Emmanuel Macron sans mystère

Quand un orateur projette constamment vers ses auditeurs des coups de menton, des gestes censés « renforcer son discours », un front soucieux et un regard inquiet, il leur transmet sa peur de ne pas réussir à les convaincre avec ses seuls mots. Comment croiraient-ils au bien-fondé d’un discours dont l’orateur lui-même paraît douter ? Ressenti purement animal de ses auditeurs : à coup sûr, l’énergie physique que projette vers nous l’orateur cherche à nous contraindre à y croire tout de même. Voilà qui fait fuir en esprit les auditeurs comme le prédateur en vue fait fuir sa proie. C’est un rapport éthologique normal entre le mauvais orateur et l’auditeur, fondé sur leurs instincts de survie respectifs. Le dernier carré des proches de l’orateur masquera sa fuite en se réjouissant après coup de la « courageuse détermination » de son champion. C’est tout ce qui leur restera, en attendant de le trahir pour en suivre un autre.

Mardi 16 octobre, s’adressant aux Français à la télévision, Emmanuel Macron a été cet orateur tristement impuissant, se référant le plus souvent à des notes parsemées de ratures, dans une lumière très insuffisante.
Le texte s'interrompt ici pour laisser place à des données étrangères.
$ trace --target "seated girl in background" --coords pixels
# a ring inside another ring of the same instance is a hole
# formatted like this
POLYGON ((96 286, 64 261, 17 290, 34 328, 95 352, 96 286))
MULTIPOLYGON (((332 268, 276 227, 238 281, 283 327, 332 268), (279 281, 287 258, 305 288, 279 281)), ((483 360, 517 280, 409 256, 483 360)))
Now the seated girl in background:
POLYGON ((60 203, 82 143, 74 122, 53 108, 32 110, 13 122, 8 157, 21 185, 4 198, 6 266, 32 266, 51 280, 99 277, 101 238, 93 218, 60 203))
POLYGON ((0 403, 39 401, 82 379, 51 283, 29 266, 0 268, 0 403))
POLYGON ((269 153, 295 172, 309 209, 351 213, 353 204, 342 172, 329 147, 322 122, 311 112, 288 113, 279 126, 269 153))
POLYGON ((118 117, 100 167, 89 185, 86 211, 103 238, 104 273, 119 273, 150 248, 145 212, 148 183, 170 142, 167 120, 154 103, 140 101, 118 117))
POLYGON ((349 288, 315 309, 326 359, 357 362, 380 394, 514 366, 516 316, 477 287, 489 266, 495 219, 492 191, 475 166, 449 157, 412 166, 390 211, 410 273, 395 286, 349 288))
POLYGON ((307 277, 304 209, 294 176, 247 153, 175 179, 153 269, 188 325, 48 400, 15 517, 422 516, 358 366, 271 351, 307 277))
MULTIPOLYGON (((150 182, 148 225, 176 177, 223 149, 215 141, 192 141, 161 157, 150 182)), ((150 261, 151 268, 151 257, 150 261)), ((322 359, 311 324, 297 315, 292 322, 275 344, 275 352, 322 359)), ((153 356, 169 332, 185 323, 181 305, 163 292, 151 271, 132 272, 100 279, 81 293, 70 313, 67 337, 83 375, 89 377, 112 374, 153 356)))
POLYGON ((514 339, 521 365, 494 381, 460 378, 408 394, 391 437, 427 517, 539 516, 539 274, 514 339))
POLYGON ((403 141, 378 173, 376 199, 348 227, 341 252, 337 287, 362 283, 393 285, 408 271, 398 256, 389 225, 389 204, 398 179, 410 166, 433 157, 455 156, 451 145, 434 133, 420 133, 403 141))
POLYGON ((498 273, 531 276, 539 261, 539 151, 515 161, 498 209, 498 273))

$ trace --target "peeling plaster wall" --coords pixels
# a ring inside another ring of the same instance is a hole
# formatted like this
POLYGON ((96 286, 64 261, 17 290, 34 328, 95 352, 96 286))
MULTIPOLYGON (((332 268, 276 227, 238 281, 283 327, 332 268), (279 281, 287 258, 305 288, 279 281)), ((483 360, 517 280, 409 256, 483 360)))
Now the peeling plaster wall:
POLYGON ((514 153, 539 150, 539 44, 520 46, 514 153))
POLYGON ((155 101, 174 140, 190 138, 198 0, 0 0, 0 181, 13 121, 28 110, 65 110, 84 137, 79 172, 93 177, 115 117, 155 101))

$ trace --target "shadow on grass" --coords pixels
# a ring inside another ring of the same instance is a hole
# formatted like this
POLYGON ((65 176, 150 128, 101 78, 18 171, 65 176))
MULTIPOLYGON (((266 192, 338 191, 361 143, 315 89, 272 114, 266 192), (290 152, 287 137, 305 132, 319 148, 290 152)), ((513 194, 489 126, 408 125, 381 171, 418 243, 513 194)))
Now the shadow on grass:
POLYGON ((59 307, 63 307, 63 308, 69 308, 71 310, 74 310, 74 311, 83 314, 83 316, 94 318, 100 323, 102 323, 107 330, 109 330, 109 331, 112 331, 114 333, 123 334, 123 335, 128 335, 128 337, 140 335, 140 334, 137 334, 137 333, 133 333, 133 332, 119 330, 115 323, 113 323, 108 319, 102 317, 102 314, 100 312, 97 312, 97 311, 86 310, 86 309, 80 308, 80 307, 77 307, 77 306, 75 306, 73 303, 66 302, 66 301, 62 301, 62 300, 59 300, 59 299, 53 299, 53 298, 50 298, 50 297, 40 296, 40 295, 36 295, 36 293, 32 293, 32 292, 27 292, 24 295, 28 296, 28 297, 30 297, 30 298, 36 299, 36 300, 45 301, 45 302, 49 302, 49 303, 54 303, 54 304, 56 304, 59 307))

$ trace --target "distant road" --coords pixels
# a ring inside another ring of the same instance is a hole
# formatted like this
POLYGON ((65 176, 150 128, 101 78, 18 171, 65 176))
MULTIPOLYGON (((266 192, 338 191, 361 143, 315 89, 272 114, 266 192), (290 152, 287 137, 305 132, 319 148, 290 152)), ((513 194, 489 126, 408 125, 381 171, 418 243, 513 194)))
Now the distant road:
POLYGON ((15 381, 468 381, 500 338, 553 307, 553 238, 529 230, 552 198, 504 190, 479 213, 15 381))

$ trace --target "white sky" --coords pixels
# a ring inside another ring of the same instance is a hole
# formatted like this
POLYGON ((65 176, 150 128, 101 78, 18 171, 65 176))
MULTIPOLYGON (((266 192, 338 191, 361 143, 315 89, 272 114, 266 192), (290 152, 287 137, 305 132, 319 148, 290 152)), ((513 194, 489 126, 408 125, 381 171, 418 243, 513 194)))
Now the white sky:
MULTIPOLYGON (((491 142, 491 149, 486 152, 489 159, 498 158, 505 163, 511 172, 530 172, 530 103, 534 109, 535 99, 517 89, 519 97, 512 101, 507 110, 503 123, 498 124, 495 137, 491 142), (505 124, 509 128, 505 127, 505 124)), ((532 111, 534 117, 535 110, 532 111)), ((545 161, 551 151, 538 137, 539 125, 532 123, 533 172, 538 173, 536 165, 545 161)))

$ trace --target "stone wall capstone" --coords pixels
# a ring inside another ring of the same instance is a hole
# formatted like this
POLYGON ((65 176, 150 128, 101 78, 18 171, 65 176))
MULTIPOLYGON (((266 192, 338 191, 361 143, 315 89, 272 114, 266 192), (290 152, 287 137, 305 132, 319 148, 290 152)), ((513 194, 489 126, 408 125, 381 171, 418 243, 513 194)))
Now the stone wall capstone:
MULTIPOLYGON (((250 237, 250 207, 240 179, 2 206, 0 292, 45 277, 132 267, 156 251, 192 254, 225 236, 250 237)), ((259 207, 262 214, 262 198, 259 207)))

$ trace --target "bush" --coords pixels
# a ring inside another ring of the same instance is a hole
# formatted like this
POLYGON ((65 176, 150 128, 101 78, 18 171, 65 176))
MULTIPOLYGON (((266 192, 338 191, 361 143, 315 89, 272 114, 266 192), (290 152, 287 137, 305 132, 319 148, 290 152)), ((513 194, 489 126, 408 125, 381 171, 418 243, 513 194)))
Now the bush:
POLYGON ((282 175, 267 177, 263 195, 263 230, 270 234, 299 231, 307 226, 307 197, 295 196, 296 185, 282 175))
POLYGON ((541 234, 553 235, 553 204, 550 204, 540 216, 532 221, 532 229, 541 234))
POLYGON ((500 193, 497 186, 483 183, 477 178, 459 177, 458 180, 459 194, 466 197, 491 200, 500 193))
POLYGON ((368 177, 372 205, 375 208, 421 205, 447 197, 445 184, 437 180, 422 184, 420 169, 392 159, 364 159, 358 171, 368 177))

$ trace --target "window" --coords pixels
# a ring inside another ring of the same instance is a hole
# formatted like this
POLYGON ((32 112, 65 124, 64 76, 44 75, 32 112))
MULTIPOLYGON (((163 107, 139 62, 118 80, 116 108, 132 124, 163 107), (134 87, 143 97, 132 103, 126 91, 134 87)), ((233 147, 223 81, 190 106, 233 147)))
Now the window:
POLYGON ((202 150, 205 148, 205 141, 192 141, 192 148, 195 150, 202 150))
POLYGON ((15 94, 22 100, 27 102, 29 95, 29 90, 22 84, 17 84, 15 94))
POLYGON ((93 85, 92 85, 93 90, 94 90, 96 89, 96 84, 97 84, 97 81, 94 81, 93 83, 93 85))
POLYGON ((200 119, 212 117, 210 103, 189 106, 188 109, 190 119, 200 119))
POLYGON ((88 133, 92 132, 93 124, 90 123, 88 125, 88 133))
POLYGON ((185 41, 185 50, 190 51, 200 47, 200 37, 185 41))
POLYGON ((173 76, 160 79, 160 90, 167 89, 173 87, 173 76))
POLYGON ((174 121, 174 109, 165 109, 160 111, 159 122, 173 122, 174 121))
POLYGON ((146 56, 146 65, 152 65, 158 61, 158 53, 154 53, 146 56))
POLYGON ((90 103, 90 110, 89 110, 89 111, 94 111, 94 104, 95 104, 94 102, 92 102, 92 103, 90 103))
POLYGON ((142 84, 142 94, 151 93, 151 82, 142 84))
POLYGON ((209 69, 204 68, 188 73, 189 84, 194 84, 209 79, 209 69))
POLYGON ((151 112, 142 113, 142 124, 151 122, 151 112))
Ses intonations laborieuses et ses silences téléphonés ne réussirent pas à donner le change. Malheureux produit des épreuves de récitation de son enfance, auquel les cours de théâtre n’ont apparemment rien changé, Emmanuel Macron s’est évertué à « mettre le ton ». Cet amateurisme de la diction associé à l’hyperactivité faciale du prédateur suppliant sa proie de se laisser prendre, aurait pu faire rire. Mais personne n’a ri et personne n’a compris.

Seuls les grands orateurs font l’Histoire. Son souffle puissant les traverse, leur inspirant des textes à sa mesure. Ils n’ont besoin ni de notes, ni de prompteurs, ni des conseils de leur cour et ils attirent la lumière. Leur voix part du ventre, redresse leur dos jusqu’au ciel et apporte à leur face la sérénité qui fait le mystère des grands personnages.

Quelques jours plus tôt, le 4 octobre, Emmanuel Macron était en pèlerinage à Colombey les Deux Eglises dans l’ancienne demeure du Général De Gaulle. En cette rentrée difficile pour lui, c’était une bonne idée pour prendre de la hauteur. Mais il y fut sous l’œil des caméras de télévision. Cela nous donna l’occasion de le voir à nouveau déraper au sortir de sa visite, (son « je traverse la rue, je vous en trouve » est encore dans tous les esprits), en reprochant à une retraitée modeste de se plaindre de son sort.

Sans aller à Colombey, Emmanuel Macron aurait pu simplement relire dans son bureau quelques pages du grand homme. De Gaulle écrit par exemple dans Au Fil de l’Epée : « L’autorité du chef réside dans son mystère ». Seul l’Art Oratoire pourrait apporter à notre Président ce mystère. Il élèverait par la même occasion son discours à la hauteur de notre Histoire.

Stéphane André

Commentaires

  1. campana

    ” Seuls les grands orateurs font l’Histoire” …danger … la réciproque est elle vraie
    On a eu coutume d’élever au rang d’orateur JM LEPEN …?? fit il l’Histoire ?
    Aujourd’hui, jour de midterms aux USA un ” grand orateur ” se démène et accumule vindicte , racisme , machisme , mensonges , etc… avec une ” incarnation ” suffisante pour capter les votes de son fan club… si c’est cela faire l’Histoire…

  2. Jean Ferreux

    Bonjour Stéphane,
    Juste pour vous dire que je lis, du fond de mon Vexin, vos billets toujours avec plaisir, car leur justesse est toujours là.
    Amitiés

  3. flipo valérie

    Merci de remettre l’authenticité au cœur du débat (politique, entreprise…). Nous en avons tellement besoin.